Thirty years ago Rupert Everett was replaced by the older, less funny Daniel Day-Lewis as Bennett. Then it was Colin Firth’s turn in the part. When the film was made in 1984, Everett returned to his old part and Colin Firth got to play the cricket-loving communist Judd. Mitchell couldn’t believe his luck that he had turned his unhappy schooldays into a play that gave so much pleasure.
‘When I left school I thought I would grow out of what we all regarded as a “passing phase”. When I discovered I wasn’t going to, I was very upset. I didn’t know how to behave; I didn’t know it was going to be my life. My father hated the fact I was queer. We never discussed it but it was obvious from the things I wrote. He didn’t speak to me for two years after one of my books [his 1968 novel The Undiscovered Country] made things pretty plain. It was very painful for my mother but eventually we made it up.’

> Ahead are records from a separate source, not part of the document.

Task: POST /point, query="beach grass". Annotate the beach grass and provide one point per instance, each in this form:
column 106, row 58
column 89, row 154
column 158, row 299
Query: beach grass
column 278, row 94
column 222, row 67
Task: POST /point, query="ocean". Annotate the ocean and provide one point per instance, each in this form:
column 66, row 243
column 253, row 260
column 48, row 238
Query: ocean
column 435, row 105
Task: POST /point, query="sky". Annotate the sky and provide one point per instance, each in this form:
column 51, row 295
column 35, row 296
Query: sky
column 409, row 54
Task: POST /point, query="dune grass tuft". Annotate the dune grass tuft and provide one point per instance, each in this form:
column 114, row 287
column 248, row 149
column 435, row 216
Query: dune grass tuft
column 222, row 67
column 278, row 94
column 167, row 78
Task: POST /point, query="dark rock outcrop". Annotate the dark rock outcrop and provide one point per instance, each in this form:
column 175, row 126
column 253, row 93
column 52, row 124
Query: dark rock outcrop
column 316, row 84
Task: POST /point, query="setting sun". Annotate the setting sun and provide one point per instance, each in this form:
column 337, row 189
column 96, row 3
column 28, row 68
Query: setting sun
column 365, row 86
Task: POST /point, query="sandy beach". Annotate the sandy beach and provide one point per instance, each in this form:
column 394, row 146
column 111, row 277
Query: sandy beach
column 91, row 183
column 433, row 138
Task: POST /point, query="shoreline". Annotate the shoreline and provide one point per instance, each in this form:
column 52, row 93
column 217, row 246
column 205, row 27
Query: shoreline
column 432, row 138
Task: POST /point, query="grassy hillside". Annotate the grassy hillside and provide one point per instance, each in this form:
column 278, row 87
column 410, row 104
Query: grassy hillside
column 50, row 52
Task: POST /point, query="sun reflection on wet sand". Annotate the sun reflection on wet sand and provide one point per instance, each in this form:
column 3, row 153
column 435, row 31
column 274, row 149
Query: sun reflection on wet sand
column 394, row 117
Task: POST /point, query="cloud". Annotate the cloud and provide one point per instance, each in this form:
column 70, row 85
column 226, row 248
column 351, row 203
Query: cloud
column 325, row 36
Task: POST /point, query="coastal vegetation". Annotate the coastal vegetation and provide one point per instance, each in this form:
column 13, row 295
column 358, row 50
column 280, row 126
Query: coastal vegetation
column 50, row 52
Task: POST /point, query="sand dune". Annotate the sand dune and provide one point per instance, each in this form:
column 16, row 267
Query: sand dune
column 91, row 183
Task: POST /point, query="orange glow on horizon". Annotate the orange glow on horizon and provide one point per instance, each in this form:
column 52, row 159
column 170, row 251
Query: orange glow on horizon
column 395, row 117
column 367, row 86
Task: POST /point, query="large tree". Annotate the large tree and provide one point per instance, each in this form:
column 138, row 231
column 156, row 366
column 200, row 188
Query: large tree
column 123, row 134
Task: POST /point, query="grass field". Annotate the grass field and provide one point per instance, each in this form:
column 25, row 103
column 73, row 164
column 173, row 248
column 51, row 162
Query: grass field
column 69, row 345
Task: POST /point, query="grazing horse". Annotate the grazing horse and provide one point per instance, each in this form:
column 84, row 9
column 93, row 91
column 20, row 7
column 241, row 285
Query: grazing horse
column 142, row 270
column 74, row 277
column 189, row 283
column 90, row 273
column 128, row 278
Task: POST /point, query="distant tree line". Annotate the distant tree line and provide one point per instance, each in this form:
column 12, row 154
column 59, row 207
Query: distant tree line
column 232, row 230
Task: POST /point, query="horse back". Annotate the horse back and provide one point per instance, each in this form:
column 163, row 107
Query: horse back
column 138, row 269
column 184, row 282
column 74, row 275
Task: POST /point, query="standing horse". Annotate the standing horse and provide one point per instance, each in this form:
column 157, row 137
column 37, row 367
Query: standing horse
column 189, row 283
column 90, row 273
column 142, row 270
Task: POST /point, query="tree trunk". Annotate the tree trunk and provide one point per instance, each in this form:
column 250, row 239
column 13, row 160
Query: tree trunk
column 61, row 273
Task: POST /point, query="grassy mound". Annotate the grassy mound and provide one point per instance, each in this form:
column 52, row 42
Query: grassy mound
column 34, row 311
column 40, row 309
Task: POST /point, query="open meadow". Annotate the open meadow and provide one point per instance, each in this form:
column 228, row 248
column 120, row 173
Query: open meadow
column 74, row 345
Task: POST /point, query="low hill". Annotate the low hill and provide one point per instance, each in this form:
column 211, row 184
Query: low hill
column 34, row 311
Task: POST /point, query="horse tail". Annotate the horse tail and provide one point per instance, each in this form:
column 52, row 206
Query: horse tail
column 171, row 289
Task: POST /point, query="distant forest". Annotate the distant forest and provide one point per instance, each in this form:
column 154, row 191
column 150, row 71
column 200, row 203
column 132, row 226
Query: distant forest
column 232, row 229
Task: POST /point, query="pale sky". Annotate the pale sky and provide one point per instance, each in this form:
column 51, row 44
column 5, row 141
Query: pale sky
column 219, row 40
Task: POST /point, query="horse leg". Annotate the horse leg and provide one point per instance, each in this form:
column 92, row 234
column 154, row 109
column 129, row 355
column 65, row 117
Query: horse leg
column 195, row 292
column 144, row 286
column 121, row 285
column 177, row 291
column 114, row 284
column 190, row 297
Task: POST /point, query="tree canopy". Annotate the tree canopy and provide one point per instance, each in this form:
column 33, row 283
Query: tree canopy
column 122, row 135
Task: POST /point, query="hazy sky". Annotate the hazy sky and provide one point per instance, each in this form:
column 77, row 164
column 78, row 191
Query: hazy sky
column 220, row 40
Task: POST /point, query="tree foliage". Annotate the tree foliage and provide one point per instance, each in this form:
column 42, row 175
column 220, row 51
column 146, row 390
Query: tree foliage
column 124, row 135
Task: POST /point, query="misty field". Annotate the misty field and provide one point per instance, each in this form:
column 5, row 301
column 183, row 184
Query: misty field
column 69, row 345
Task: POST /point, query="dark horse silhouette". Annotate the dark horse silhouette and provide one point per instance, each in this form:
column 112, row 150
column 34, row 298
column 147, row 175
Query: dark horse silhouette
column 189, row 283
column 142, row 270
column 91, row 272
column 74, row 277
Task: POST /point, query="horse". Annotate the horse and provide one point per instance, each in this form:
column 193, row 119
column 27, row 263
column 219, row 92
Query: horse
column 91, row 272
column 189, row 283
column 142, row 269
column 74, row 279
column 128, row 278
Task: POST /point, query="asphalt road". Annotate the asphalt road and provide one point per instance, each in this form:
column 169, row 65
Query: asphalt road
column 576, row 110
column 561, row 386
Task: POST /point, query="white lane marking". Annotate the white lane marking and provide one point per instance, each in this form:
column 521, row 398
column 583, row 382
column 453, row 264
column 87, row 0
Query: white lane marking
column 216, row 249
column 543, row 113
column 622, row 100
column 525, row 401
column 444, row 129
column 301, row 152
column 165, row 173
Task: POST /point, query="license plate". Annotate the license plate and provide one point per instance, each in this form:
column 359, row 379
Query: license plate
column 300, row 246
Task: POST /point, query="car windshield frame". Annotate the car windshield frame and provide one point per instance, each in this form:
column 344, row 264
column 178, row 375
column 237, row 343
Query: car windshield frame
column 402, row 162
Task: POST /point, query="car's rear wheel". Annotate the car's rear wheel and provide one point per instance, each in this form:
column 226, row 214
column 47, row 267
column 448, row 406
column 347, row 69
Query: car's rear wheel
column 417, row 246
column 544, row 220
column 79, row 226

The play’s title, incidentally, comes not from Marlowe’s line about fornication (‘but that was in another country/ And besides, the wench is dead’) but from that teary hymn ‘I Vow To Thee, My Country’. It was written by the diplomat Cecil Spring Rice in 1908 as a poem. He later changed it to allude to the terrible British losses in the first world war. ‘It was sung at my prep school at the Remembrance Day service and it was always a very emotional occasion,’ says Mitchell. ‘People never guess the point about it. The line “and there’s another country…” is of course referring to heaven. But to Judd it’s Soviet Russia.’
Mitchell is happy to be a one-hit wonder and delighted to be having his play revived. But who, politically speaking, is the key character? Is it the dangerously disaffected Bennett or his idealist chum? ‘Ah,’ he says, clearly fond of all the boys he created. ‘Watch out for Menzies, he ends up as David Cameron. He’s the one who betrays them all.’
Another Country opens at Trafalgar Studio 1 on 3 April.